Mardi soir j’ai fait un rapide aller-retour entre Lyon et la Haute-Ardèche, afin d’être présent à Saint Agrève lors de la présentation que le maire de cette commune a faite à la population des conclusions auxquelles nous sommes arrivés sur la question des ordures ménagères.
J’ai évoqué plusieurs fois les dysfonctionnements de notre « système démocratique » qui se sont manifestées à cette occasion et j’ai expliqué le rôle positif que le maire de Saint Agrève a joué pour obtenir l’ouverture d’un réel dialogue entre les forces en présence.
Je n’ai pas l’intention aujourd’hui de revenir sur les détails, ni de la procédure qui fut suivie, ni du comportement des différents acteurs, ni des premiers résultats obtenus et des étapes ultérieures qui pourraient suivre si chacun manifeste la volonté de poursuivre sur le terrain de la concertation plutôt que sur celui de la confrontation. Je veux juste rapporter un moment de la réunion publique de mardi, qui m’apparaît fort révélateur du climat politique général.
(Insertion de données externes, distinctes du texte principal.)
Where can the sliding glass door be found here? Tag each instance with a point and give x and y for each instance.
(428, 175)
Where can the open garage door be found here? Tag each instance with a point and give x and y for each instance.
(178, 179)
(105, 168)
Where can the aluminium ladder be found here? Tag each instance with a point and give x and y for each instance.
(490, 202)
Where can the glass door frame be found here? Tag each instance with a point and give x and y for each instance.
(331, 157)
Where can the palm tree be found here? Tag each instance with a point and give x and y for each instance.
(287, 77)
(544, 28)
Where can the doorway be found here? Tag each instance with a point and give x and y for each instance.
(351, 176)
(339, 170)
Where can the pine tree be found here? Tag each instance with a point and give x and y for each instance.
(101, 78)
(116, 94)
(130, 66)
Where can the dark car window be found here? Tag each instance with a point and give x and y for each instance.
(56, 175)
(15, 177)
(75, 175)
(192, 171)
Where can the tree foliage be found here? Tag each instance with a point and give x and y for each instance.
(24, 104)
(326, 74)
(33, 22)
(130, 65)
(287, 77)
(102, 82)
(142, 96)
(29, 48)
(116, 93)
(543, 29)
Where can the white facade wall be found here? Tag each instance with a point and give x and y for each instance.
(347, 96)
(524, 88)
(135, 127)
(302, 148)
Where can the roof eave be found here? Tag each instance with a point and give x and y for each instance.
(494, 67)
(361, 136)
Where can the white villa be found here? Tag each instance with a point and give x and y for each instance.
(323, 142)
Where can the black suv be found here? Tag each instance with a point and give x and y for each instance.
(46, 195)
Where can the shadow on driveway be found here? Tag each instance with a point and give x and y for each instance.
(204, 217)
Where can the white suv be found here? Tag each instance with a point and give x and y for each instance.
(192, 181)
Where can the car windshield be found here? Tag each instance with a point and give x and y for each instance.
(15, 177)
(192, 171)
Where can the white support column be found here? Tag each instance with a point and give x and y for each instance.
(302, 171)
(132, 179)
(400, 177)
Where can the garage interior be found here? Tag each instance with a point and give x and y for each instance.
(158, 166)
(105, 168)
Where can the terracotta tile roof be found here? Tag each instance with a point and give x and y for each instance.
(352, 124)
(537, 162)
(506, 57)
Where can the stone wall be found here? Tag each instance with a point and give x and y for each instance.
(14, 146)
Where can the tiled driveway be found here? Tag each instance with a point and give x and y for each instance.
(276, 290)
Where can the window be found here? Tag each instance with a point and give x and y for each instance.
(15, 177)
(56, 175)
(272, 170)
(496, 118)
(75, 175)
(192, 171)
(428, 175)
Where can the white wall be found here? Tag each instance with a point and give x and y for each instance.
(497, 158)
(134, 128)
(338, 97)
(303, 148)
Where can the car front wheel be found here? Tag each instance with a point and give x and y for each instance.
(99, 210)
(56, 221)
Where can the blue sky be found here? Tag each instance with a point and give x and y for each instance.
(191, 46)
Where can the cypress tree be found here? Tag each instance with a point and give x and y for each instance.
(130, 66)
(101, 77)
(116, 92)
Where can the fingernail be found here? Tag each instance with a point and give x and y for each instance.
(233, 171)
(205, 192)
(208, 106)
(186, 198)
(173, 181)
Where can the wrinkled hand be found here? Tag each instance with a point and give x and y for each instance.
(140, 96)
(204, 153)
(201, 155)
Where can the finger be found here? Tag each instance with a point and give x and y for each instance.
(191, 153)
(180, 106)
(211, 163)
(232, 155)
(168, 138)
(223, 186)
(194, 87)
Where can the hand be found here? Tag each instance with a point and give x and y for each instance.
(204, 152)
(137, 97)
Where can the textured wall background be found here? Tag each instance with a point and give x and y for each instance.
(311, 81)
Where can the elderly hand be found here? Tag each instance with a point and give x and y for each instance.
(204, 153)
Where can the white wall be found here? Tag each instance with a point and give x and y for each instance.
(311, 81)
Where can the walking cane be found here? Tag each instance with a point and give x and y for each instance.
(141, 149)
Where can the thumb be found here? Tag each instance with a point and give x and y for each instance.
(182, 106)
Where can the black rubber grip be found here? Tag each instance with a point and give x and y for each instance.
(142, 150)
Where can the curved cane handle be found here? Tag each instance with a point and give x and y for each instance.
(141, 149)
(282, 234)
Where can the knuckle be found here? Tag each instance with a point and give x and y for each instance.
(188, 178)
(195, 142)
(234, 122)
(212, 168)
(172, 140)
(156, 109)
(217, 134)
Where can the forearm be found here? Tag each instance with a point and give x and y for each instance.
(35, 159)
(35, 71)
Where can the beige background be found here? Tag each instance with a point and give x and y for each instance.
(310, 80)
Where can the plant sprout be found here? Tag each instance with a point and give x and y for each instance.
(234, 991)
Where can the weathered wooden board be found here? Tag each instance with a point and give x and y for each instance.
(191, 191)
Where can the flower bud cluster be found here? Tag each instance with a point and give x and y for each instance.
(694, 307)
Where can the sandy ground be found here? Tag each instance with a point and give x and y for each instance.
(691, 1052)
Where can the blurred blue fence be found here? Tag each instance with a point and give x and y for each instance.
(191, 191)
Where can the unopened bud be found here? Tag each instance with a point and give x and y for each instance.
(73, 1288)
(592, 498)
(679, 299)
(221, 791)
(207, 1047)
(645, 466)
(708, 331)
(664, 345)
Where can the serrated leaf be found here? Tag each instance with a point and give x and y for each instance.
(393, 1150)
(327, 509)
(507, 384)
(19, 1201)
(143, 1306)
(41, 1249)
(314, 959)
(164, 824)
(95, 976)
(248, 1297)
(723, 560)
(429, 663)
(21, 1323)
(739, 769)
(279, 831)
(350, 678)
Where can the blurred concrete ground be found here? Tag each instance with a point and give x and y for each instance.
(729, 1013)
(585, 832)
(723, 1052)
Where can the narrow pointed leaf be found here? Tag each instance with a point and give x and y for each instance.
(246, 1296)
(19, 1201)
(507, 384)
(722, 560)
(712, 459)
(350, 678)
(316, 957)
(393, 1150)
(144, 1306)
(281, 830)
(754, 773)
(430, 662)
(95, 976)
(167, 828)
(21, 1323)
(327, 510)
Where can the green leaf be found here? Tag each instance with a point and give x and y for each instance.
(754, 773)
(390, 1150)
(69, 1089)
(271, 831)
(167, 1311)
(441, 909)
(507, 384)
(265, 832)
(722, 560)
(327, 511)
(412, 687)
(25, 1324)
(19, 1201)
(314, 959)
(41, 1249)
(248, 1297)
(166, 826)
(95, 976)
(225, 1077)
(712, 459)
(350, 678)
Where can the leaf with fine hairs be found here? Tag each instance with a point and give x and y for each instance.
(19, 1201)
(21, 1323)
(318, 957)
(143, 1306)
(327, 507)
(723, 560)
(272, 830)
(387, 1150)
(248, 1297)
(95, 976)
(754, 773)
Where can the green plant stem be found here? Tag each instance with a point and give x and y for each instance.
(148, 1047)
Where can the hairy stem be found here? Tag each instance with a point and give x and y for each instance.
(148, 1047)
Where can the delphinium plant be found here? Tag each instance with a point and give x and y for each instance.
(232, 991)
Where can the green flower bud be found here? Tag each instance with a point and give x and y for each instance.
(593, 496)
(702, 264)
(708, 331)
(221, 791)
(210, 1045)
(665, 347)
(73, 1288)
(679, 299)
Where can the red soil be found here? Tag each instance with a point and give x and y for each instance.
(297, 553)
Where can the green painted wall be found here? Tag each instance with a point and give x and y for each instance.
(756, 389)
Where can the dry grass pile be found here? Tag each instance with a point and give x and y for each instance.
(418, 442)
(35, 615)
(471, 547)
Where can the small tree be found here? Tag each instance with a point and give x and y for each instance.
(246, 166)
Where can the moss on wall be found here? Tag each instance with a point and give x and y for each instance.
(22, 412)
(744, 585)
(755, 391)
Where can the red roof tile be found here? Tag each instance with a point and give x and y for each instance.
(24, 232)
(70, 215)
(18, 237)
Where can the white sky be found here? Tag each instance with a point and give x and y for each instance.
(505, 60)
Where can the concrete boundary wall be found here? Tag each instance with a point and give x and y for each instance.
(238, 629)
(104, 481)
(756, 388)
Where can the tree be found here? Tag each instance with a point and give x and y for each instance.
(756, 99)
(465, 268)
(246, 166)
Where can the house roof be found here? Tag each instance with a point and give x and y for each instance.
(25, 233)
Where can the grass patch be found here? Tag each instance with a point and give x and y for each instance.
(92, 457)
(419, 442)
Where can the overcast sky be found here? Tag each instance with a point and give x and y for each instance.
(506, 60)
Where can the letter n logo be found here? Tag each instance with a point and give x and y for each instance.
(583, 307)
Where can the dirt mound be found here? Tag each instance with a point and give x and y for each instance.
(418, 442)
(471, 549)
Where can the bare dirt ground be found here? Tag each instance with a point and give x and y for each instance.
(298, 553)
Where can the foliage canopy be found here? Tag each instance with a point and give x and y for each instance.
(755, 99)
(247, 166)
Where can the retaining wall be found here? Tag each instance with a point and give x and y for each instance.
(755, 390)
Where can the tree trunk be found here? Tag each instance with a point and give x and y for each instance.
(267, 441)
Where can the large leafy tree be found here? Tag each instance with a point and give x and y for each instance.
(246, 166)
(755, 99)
La réforme que le Syndicat Intercommunal (SICTOM entre Monts et Vallées) avait imaginée comportait la mise en place d’une « Redevance Incitative », présentée comme une conséquence du « Grenelle de l‘Environnement ». Cette redevance, si elle avait été appliquée, aurait abouti à substituer à une taxe (La TEOM, Taxe d’Enlèvement des Ordures Ménagères, qui, à Saint Agrève est de 11 % de la taxe foncière), une redevance basée sur le nombre de fois que l’usager sort sa poubelle pour que le service d’enlèvement la vide.
On comprend bien, dès lors, que ce système aurait énormément avantagé les gros propriétaires fonciers au détriment des plus modestes et, en particulier, des familles qui ont besoin de faire vider fréquemment leur poubelle, sans être, pour autant, propriétaires de biens importants.
Dans le cadre de la concertation qui fut conduite, le maire de Saint Agrève et le président de la communauté de communes du Haut-Vivarais ont refusé la logique choisie par le SICTOM et ils ont indiqué leur intention de garder l’ancien mode de taxation à hauteur de 85 % de sa valeur actuelle et de n’introduire un élément variable fonction des volumes d’ordures qu’à hauteur de 15 %., puisque c’est une obligation résultant du Grenelle de l’Environnement (Comme l’écotaxe !).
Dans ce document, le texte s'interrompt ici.